Many programmers have the tendency to write code for the platform they use. This includes assumptions about the size of a type. There are many C programs around which will fail if the size of an int would be changed to 16 or 64 bit because they were written under the assumption that an int is 32 bit. The choice for C# avoids that problem by simply defining it as that. If you define int as variable depending on the platform you by back into that same problem. Although you could argue that it's the programmers fault of making wrong assumptions it makes the language a bit more robust (IMO). And for desktop platforms a 32 bit int is probably the most common occurence. Besides it makes porting native C code to C# a bit easier.

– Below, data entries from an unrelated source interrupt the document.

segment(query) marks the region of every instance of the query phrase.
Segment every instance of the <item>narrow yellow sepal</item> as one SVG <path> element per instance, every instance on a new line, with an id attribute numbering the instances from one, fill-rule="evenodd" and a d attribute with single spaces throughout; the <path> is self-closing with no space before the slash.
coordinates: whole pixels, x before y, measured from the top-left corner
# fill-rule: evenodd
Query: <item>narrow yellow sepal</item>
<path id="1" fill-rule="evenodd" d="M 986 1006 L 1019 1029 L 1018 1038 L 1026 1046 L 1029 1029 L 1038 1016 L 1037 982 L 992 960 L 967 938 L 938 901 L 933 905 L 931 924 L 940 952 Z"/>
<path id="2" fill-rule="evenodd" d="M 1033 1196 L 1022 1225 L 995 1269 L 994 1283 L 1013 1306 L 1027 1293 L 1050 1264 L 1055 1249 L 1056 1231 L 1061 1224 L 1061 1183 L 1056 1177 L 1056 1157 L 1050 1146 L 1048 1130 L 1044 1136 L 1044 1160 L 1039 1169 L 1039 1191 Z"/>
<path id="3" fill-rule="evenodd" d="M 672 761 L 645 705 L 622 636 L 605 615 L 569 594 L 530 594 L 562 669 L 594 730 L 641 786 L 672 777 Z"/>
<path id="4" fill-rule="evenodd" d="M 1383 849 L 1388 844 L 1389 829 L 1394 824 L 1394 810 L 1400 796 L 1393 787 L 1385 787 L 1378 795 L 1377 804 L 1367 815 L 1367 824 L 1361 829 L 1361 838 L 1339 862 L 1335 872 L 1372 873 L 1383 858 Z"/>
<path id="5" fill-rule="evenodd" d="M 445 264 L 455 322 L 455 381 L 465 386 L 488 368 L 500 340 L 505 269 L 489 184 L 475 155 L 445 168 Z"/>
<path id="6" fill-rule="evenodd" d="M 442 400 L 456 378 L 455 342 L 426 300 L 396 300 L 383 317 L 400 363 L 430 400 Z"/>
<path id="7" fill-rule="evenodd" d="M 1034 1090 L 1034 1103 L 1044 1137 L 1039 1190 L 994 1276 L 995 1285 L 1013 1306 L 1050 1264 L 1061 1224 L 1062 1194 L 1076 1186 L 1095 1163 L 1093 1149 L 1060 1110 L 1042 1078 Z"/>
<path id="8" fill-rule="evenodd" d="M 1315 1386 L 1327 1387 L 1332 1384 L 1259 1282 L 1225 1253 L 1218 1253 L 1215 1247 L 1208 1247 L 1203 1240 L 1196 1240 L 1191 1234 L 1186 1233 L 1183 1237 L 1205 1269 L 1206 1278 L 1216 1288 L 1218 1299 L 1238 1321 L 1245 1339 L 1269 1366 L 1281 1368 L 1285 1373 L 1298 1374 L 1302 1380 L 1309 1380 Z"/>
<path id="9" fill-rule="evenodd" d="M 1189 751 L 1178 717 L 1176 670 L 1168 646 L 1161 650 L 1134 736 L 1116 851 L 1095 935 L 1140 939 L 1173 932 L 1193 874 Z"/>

Edit: I think you write code which makes (implicit) assumptions about the sizer of a type more often than you think. Basically anything which involves serialization (like .NET remoting, WCF, serializing data to disk, etc.) will get you in trouble if you allow variables sizes for int unless the programmer takes care of it by using the specific sized type like int32. And then you end up with "we'll use int32 always anyway just in case" and you have gained nothing.

ChrisWue
  • 18,612
  • 4
  • 58
  • 83
  • Please see my first comment to @dasblinkenlight's answer. – Mike Nakis Dec 24 '11 at 18:20
  • Even serialization to/from a binary medium could be taken care of by means of attributes, so for example I could declare `i` to be a native int, and I could attach an attribute to it stating that it is meant to be serialized as a little endian 32-bit quantity. But in any case, I see merit in the last part of what you said, that "then you end up with 'we'll use int32 always anyway just in case' and you have gained nothing". So, the bottom line is, I wonder whether Microsoft conducted any kind of research and determined that this would inevitably end-up being the case. – Mike Nakis Dec 24 '11 at 18:43
  • @MikeNakis: Yes you can solve all these problems but at the cost of added complexity for all those solutions (like serialization) and it's easy to get it wrong. The potential performance gains (which I doubt are that large) do not outweigh all the potential problems you will by into. – ChrisWue Dec 24 '11 at 18:58
0

9 years after this question was asked

In November of 2020, C# version 9 was released, which introduced "native sized integers" nint and nuint that do (almost) exactly what the question is hinting at, thus proving that int and uint were originally tied to 32-bits for no good reason whatsoever.

Furthermore

In November of 2022, C# version 11 was released, where nint and nuint were made aliases of System.IntPtr and System.UIntPtr respectively, further supporting this.

Mike Nakis
  • 56,297
  • 11
  • 110
  • 142